The target of all this optimisation would be to model a data set of of chess positions with known evaluations, and from this model create an evaluation function that would meet the following criteria:
1. differentiate a drawing position from a lost position, so that in a drawing position the program would avoid a losing move, and hopefully choose the drawing move which is the best position
2. in a winning position, give higher scores to move positions which are on the shortest path to checkmate
Chess is a very complicated game, but it's my opinion that the number of weights needed to play known positions nearly perfectly is probably less than most people would think.

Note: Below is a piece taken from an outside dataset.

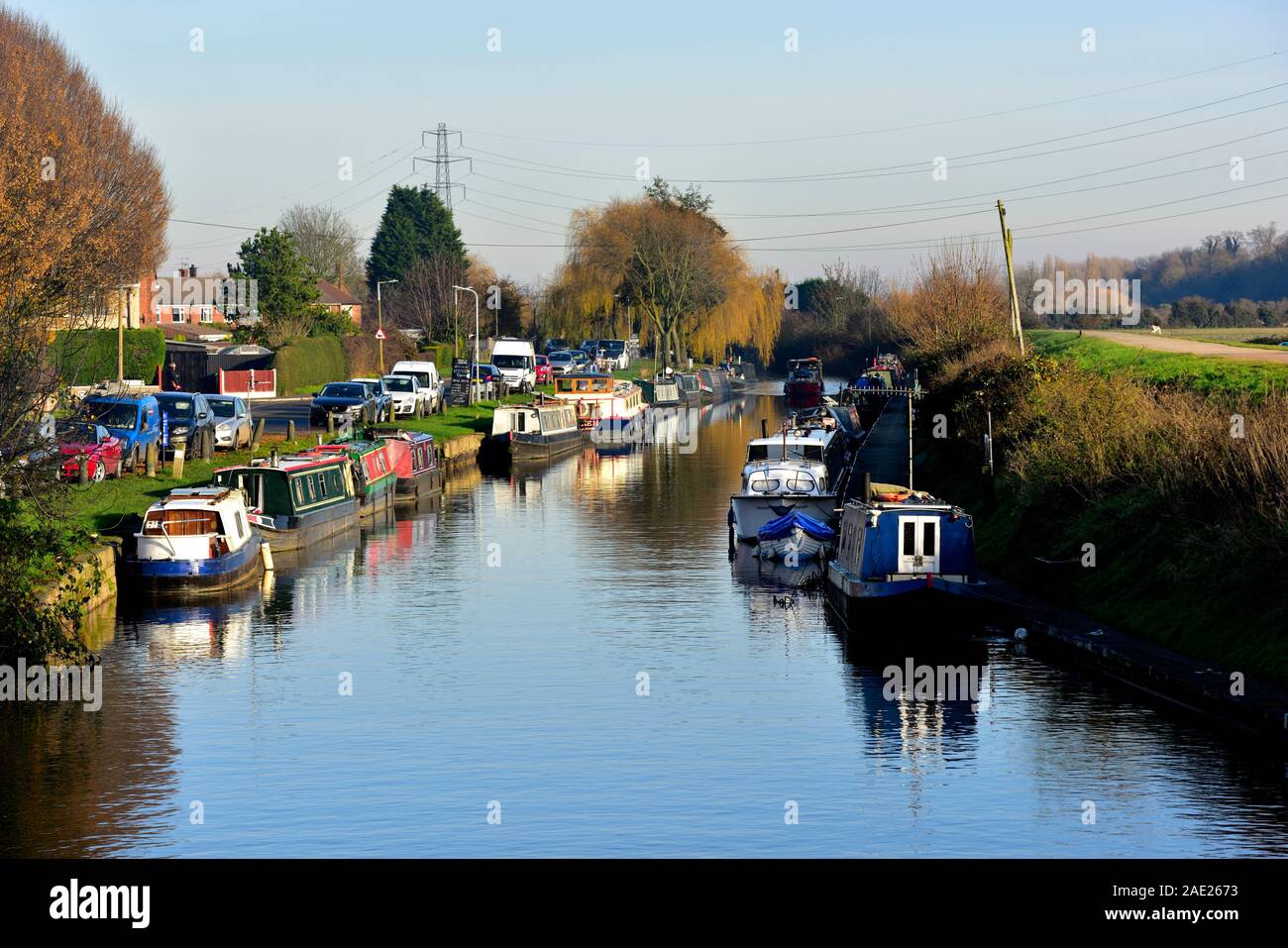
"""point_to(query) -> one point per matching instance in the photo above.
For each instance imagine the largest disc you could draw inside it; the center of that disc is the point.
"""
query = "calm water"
(494, 648)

Of course, people would find positions that the program would evaluate wrongly, and these positions could be added to the data set, and the system be "retrained". I would predict that, sooner than most people would expect, it would become very difficult to find positions which it evaluated wrongly - and hence you'd have a system that could play "known" chess almost perfectly almost instantaneously. The deep hidden secrets of chess would then be unlocked.
The human brain has 10^11 neurons, and the average neuron has connections to 10,000 other neurons, for a total of 10^11x10^4=10^15 weights.
Using linear expressions instead of NNs, call V "values and W "weights", the expressions would look roughly like this:
Output 1 = V1*W1
Output 2 = V2*W2 + V3*W3 + V4*W4
The expression for output 1 has one weight, and the expression for output 2 has 3 weights, making a total of 4.
In order to model the complexity of chess, you'd need a large number of expressions in each layer, and multiple layers of NNs. As discussed in other threads, I think you'd similarly need multiple layers of linear expressions, each layer below the surface layer being divided differences (link) of the layer above to keep it linear (but, of course, these divided differences would have new weights of their own).
The target of all this optimisation would be to model a data set of of chess positions with known evaluations, and from this model create an evaluation function that would meet the following criteria:
1. differentiate a drawing position from a lost position, so that in a drawing position the program would avoid a losing move, and hopefully choose the drawing move which is the best position
2. in a winning position, give higher scores to move positions which are on the shortest path to checkmate
Chess is a very complicated game, but it's my opinion that the number of weights needed to play known positions nearly perfectly is probably less than most people would think.
Of course, people would find positions that the program would evaluate wrongly, and these positions could be added to the data set, and the system be "retrained". I would predict that, sooner than most people would expect, it would become very difficult to find positions which it evaluated wrongly - and hence you'd have a system that could play "known" chess almost perfectly almost instantaneously. The deep hidden secrets of chess would then be unlocked.